Bringing back defensive coordinator Rod Marinelli under a three-year contract extension gives the Cowboys a chance to improve their defense. Losing Marinelli would have likely forced the Cowboys to change schemes, a setback Dallas couldn’t endure.
The Cowboys climbed from last in the league in defense in 2013 to 19th overall last season despite a pass rush that lacked consistency.
Only four teams in the NFL had fewer sacks than the Cowboys’ 28 in 2014. What’s more: The Cowboys have the fourth-fewest sacks in the league over the last two seasons (62).
Marinelli’s Tampa 2 scheme is dictated on getting pressure on the quarterback. The better the pass rush, the better chance the cornerbacks have to thrive.
The Cowboys like how defensive tackle Tyrone Crawford progressed last season at the key three-technique spot.
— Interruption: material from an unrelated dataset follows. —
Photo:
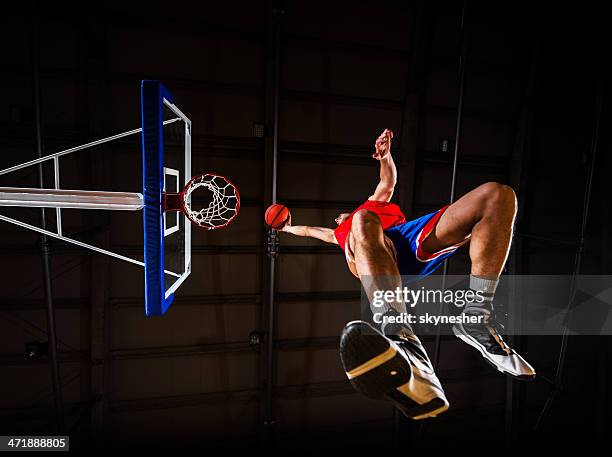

Free-agent defensive end Jeremy Mincey proved to be a key addition, leading the Cowboys with six sacks in the regular season with rookie second-round pick DeMarcus Lawrence injured.
But the Cowboys need upgrades up front.
Free-agent defensive tackle Henry Melton never played at 100 percent in his first season with the Cowboys after battling back from knee surgery. Dallas isn’t expected to exercise his three-year, $24 million contract option that would fully guarantee him $9 million in 2015. That would make Melton a free agent.
Defensive end Anthony Spencer, who came on late last season, will also be a free agent with his one-year deal up. Defensive tackle Nick Hayden, who started every game the last two seasons, and starting defensive end George Selvie are also set to become free agents. Selvie’s 10 sacks are the most by any Cowboys player over the last two seasons.
The Cowboys draft 27th overall, and finding a player who can pressure the quarterback will be a top priority.
The Cowboys used seven of their nine draft picks a year ago on defense, but five came in the seventh round. They’ll look to go heavy on defense early in the draft this time around.
And the Cowboys could pursue a cornerback with their first-round pick if Brandon Carr becomes a salary-cap casualty. The Cowboys will likely ask Carr to take a pay cut or be cut this offseason after he failed to live up to the five-year, $50.1 million contract he signed in March 2012.
The Cowboys also have to decide by May 3 if they want to pick up cornerback Morris Claiborne’s fifth-year option on his rookie contract. Claiborne also hasn’t lived up to expectations since the Cowboys drafted him sixth overall in 2012.
With the futures of Carr and Claiborne in doubt, the Cowboys need to address the cornerback position.
Cowboys cornerbacks combined for only four interceptions last season, one fewer than linebacker Bruce Carter had by himself. Carr didn’t have any last season.
Cowboys cornerbacks have combined for only 11 interceptions over the last two seasons. Seattle cornerback Richard Sherman and Cleveland safety Tashaun Gipson each have 12 during that span.
One thing is certain. Schein was right about the Cowboys being a fascinating off-season study.